A review of PISA 2000 testing: Startling evidence for the power of reading (and of course libraries)
Brozo, W., Shiel, G. and Topping, K. 2007. Engagement in reading: Lessons learned from three PISA countries. Journal of Adolescent and Adult Literacy 51 (4): 304-315.
The PISA is a reading test given to 15 year olds in 31 countries, in the language of the country. The mean score is 500. Finland was number one, at 546. USA was 504, in the middle.

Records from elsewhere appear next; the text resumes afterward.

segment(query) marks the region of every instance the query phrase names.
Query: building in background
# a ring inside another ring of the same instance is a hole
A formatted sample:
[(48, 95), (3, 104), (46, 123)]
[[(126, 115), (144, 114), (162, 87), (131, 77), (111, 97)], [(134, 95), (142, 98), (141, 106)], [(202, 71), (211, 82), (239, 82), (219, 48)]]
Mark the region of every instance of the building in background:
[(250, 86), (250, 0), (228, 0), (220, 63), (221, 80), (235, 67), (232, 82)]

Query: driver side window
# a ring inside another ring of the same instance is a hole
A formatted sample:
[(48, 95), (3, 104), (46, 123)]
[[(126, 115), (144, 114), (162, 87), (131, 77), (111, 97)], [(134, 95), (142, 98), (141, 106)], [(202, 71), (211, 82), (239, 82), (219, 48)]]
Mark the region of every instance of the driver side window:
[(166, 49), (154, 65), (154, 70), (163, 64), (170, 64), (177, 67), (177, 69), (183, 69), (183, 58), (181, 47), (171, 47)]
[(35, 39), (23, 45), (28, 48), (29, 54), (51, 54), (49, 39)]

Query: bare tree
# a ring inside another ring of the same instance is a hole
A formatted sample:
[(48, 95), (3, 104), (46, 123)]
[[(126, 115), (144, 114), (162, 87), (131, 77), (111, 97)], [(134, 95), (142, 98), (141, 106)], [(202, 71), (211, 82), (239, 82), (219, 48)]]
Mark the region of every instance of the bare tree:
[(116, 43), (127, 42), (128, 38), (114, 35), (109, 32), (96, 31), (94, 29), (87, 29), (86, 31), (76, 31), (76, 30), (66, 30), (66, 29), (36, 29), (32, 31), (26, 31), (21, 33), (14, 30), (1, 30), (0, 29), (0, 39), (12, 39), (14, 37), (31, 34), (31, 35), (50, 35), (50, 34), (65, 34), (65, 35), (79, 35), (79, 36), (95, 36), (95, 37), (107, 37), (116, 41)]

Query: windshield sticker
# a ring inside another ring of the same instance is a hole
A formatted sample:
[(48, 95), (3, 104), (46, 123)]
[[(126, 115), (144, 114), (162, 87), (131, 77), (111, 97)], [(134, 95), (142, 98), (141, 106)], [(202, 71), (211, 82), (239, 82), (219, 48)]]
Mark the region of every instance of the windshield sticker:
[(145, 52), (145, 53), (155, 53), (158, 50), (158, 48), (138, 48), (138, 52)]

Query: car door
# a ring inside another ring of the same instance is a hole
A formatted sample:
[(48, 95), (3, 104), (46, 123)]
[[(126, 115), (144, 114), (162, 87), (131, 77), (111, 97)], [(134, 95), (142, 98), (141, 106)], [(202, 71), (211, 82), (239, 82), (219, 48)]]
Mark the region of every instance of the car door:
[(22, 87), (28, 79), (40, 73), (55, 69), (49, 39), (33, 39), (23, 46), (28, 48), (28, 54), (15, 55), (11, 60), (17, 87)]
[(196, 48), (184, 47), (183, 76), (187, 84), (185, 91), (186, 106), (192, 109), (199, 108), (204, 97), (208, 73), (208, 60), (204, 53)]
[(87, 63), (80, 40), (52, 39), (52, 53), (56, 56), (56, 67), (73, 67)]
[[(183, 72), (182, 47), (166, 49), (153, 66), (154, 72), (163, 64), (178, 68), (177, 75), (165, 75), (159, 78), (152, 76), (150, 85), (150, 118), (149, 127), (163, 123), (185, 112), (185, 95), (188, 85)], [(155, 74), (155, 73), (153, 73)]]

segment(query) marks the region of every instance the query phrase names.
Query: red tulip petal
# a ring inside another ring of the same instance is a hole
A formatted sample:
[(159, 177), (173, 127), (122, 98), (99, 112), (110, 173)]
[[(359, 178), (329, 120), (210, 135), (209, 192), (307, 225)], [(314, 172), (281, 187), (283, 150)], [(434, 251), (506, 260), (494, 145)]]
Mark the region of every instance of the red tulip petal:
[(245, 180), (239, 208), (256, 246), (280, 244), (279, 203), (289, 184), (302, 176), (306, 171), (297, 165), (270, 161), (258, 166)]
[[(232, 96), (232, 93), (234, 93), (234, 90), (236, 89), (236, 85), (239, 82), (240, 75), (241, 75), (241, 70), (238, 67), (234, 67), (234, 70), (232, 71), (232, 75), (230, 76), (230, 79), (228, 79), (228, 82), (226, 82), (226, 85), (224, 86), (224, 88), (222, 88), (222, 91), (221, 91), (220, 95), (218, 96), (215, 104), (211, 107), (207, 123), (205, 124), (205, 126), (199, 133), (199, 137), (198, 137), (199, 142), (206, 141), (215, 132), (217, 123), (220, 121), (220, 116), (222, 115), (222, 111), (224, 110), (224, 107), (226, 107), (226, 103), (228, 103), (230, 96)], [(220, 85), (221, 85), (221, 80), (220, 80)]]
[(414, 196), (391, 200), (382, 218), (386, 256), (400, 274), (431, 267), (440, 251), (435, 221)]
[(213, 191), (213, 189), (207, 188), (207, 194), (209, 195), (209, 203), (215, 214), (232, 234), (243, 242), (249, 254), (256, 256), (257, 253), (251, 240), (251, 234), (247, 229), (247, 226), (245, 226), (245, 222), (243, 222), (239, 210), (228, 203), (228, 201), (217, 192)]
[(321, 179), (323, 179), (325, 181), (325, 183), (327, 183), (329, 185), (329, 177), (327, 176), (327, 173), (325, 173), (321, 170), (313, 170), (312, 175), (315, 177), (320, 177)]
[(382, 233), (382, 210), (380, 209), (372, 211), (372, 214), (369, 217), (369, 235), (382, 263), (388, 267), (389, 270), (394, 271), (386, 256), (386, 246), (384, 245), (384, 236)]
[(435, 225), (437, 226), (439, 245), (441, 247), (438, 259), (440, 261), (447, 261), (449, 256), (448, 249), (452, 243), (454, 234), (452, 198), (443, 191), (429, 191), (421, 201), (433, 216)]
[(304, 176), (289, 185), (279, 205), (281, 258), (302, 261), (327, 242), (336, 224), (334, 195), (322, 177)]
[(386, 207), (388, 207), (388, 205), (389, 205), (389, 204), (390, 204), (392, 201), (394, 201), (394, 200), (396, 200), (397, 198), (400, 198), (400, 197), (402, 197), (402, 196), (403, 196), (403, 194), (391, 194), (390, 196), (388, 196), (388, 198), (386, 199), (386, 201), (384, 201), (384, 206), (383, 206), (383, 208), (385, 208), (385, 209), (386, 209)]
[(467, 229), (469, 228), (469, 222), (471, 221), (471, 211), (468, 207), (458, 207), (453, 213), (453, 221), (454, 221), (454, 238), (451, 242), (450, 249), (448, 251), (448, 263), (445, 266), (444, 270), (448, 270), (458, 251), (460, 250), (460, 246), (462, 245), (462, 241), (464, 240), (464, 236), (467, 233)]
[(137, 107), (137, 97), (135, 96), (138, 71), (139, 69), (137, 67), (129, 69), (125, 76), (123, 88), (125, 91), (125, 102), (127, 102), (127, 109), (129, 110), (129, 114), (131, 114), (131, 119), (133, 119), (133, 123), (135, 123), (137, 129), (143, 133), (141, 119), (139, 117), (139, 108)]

Here is the finding of greatest importance to us, in my opinion: Reading engagement can help overcome the effects of poverty. “Engagement in reading” was a stronger predictor of reading performance than SES (socio-economic status, or poverty). The data is in: Kirsh, I., de Jong, J., Lafontaine, D., McQueen, J., Mendelovitz, J and Monseur, C. 2002. Reading for Change: Performance and Engagement across Countries. Results from PISA 2000. Paris: Organization for Economic Co-operation and Development on pages 119 and 120. Here is an example –
SES defined here as parents’ occupational status.
Low SES group with the highest reading engagement scored 540. High SES group with the lowest reading engagement scored 491. The low SES readers did better than the high SES non-readers.
Kirsch et al also report that:
All students who were “highly engaged” in reading did better than the international mean. All students not highly engaged did worse than the international mean.
The Brozo, Shiel and Topping paper gives specific details about the US, Ireland, and the UK. They conclude that “there needs to be an increase in time allocated to personalized reading” (p. 311), especially for those in poverty. There is only one (very brief) mention of the importance of school libraries (p. 314).